Cancel empire culture
The Sunday Telegraph this morning have been banging on about how “Ministers will fine student bodies which stifle freedom of speech and tell heritage groups ‘public funds must never be used for political purposes’ in a major new bid to torpedo efforts at rewriting Britain’s history”.
As you may know, as an ex-history student and current history nerd, I have strong opinions about this, and it never fails to amaze me the brazen way in which current conservative thought can claim both that free speech is being impinged on campus and is constantly under threat AND that saying anything critical about the British empire is vorboten.
Firstly, and I think this is important from an academic point of view, our understanding of history shifts over time, as it always has done. There wouldn’t be any point studying or writing it otherwise. Bede wrote his Ecclesiastical History of the English People in 731 – why are you trying to re-write history, wasn’t it “done” and “fixed” then? Or as G H Bennett put it on Twitter, with this splendid example:
“History is re-written all the time as new evidence comes to light and our perspective and values shift over time. Back in the 1960s breaking ‘Enigma’ remained secret and broad sections of the public would have been ‘uncomfortable’ with Turing as a national ‘hero’.”
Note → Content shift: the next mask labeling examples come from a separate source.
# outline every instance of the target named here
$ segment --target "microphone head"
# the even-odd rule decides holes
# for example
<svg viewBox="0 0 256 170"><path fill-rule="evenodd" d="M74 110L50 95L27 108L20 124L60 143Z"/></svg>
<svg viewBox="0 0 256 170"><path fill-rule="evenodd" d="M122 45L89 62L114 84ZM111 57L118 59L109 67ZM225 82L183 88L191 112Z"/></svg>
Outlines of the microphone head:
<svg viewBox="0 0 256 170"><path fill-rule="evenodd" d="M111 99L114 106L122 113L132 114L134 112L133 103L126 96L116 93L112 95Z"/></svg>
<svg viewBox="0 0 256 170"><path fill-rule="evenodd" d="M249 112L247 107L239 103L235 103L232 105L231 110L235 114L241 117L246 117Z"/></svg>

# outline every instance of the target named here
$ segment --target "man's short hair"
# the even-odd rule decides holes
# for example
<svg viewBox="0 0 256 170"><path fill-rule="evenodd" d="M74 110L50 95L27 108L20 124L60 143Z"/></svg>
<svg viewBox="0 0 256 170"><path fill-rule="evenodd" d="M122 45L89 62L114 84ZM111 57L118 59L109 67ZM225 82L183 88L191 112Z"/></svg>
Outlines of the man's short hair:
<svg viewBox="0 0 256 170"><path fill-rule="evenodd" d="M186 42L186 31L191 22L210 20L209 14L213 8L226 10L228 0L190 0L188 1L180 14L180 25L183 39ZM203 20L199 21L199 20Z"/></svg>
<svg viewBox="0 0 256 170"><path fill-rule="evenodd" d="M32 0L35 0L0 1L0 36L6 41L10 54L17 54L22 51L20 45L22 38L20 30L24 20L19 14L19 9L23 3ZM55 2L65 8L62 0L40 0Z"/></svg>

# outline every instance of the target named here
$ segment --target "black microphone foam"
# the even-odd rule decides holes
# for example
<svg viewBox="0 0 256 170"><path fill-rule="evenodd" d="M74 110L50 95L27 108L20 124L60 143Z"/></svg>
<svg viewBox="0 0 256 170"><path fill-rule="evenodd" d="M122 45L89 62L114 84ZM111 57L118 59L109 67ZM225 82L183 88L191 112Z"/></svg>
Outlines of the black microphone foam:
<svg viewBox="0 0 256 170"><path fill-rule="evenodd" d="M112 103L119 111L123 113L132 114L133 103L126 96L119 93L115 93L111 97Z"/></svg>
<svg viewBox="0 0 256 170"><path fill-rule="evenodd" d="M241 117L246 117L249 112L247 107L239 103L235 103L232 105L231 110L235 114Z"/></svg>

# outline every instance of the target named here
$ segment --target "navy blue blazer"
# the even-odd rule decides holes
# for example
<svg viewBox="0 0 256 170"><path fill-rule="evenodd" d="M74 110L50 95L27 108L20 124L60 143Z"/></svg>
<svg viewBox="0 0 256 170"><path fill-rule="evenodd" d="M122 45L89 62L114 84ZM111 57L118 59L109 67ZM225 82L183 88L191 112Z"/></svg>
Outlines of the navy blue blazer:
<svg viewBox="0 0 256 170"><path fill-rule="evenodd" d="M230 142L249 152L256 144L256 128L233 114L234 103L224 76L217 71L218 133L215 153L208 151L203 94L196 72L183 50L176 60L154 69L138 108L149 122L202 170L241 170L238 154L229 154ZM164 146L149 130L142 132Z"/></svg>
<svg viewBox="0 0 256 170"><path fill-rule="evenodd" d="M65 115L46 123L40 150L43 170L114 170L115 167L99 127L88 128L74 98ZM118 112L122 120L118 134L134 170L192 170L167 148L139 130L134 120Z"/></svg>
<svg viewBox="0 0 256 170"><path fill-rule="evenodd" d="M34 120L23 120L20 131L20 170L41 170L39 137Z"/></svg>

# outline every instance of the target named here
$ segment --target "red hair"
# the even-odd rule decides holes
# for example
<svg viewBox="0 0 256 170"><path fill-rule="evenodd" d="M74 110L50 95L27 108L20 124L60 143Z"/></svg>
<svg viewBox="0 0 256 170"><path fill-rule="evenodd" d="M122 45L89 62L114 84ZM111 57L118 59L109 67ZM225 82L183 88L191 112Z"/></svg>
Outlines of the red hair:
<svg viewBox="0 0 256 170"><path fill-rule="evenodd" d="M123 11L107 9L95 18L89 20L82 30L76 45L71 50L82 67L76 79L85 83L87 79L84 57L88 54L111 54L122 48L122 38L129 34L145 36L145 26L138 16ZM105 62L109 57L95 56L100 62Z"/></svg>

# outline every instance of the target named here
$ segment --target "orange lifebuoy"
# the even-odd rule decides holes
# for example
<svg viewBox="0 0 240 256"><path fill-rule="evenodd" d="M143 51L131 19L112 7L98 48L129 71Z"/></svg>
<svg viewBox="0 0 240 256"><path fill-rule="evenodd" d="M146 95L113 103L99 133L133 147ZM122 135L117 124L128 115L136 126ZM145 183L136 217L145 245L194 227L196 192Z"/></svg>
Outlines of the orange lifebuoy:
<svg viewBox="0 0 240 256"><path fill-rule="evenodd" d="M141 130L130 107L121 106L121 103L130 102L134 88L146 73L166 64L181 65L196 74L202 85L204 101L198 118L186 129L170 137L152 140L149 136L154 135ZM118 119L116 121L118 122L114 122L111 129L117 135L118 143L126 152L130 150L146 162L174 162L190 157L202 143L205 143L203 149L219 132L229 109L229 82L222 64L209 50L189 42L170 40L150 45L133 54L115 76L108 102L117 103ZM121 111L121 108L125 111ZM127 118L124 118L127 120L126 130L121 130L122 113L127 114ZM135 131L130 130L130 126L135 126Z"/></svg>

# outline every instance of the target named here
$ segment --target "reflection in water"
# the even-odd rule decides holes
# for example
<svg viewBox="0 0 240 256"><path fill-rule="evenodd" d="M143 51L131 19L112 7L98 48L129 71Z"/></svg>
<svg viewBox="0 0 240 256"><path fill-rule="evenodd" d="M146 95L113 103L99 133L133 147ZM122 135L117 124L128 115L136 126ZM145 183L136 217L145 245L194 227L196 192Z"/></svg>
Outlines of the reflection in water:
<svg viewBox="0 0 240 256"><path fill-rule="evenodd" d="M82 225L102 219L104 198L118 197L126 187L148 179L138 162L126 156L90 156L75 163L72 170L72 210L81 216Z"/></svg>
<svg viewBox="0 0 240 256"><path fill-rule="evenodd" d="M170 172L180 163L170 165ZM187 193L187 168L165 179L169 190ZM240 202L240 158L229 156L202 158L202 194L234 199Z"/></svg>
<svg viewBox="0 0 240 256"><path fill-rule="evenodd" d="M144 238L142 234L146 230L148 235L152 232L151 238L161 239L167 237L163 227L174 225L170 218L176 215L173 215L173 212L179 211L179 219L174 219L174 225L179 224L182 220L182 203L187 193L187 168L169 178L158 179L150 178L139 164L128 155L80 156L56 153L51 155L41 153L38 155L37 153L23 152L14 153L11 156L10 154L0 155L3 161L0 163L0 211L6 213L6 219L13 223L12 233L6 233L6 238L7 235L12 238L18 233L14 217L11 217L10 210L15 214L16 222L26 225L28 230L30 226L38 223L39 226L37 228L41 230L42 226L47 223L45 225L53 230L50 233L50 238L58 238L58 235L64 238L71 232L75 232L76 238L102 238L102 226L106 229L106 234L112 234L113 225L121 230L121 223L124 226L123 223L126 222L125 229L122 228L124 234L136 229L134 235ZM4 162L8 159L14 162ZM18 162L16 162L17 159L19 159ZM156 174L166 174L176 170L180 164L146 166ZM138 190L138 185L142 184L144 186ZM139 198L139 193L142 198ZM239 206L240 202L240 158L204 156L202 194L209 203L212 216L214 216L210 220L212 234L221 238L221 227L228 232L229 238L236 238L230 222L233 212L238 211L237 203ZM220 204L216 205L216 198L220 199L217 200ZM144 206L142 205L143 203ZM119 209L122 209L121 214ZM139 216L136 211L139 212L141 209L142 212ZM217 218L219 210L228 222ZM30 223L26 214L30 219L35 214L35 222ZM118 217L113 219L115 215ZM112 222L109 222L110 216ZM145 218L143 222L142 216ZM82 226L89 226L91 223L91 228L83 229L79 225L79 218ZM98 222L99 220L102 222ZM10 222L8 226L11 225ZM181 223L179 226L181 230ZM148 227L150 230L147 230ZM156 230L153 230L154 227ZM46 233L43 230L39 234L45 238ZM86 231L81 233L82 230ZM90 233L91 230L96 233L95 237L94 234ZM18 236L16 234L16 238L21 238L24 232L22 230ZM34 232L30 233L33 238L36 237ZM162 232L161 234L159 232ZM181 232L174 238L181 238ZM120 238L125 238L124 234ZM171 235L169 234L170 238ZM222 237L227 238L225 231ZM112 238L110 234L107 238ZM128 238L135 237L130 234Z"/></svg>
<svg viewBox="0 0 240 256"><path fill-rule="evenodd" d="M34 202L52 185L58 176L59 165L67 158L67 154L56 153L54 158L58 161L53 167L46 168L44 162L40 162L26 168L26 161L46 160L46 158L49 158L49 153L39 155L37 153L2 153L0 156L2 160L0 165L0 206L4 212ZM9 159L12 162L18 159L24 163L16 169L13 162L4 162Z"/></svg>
We’ve rewritten that bit of history so much that the man prosecuted for his sexuality in 1952 is now on our currency. Not a peep from the Tory “But you can’t rewrite history! Not one line!” mob over this, of course.
I’ve been reading Sathnam Sanghera‘s new book “Empireland: How Imperialism Has Shaped Modern Britain” – and the thing about it more than anything is that in 2021 how would you possibly tell the story of the history of Britain without referencing the brutal level of coercion required to maintain an empire? People didn’t just decide to give the Koh-i-Noor to the British crown for a laugh.
In his review of Sanghera’s book for the Guardian, Fara Dabhoiwala highlighted this story:
“More than 400 mule-loads of precious manuscripts, jewels, religious treasures and artworks were plundered from Tibetan monasteries to enrich the British Museum and the Bodleian Library. Countless others were stolen by marauding troops. Sitting at home watching the BBC antiques show Flog It one quiet afternoon in the early 21st century, Sathnam Sanghera saw the delighted descendant of one of those soldiers make another killing – £140,000 for selling off the artefacts his grandfather had ‘come across’ in the Himalayas.”
And yet if you suggest any kind of reparations for slavery or colonial looting you will be met with endless howls of protests that the money isn’t there and, well, honestly, how can you pay back for something so long ago? There’s clearly no restriction on profiting from something so long ago though, is there?
Ian Betteridge summed up what the government’s cancel culture plans for critical thinking about the history of empire are rather more succinctly than me here:
“To put it more accurately, ministers are attempting to undo decades of historical work based on sound research and facts in an attempt to boost their own distorted and inaccurate view of Britain’s past that they learned from the pages of comics in the 1960 and 70s.”